A boy offered to the woods in winter. Bones buried under trees. A pact forged between an ancient thing and the desperate. He saw his father, young, carving symbols into bark with a bone-blade. He saw his mother—pregnant—drinking from a cup of rootmilk. Whispering in her sleep.

"You are the seed," the throne-creature declared. "You will sprout into hunger."

"No!" Elias screamed.

But the growth had already begun. His chest tore open—not with pain, but inevitability. His ribs curled outward like petals. Beneath, where his heart should have been, something pulsed. Something watched.

The floor split again.

A scream echoed from below—not his, not his mother's. Something else. Something young.

He peered over the edge.

Another tunnel. Deeper still. The walls made of mirrors that weren't glass, but wet membranes. In them, he saw versions of himself—feral, monstrous, crowned in rot, walking through forests painted in gore. Each reflection reached for him.

One of them smiled.

"Come," it mouthed.

Elias was pushed again.

He fell for what felt like hours.

He landed in a chamber colder than anything he'd known. Black frost coated everything. Dead trees sprouted upside down from the ceiling, dripping icicles shaped like fingers. The ground was made of bone powder and frozen roots.

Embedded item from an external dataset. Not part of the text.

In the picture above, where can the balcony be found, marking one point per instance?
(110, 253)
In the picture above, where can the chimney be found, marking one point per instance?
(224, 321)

Here, there was no sound. Not even breath.

Until he moved.

Then the roots awoke.

They surged from the walls, grasping him, lifting him like a prize. They didn't crush him. They read him. Probing into his mind. Every secret. Every fear. Every moment of shame. They devoured it all.

And then they whispered:

"Not enough."

A doorway appeared.

At the threshold stood a girl.

She was beautiful. Ethereal. Her hair tangled with leaves, her eyes glowing with a dim golden rot. She did not belong here. But she had been here.

"Run," she said.

Elias didn't ask who she was. He ran.

Behind him, the chamber collapsed. Roots lashed. Bones shattered. Something screamed with infinite lungs.

He burst through the membrane door and found himself back in the tunnel. The original tunnel. Snow drifted in behind him. Trees clawed at the sky outside.

He was home.

He turned back.

The tunnel was gone.

Only snow.

Only forest.

Only the whispers that never truly stopped.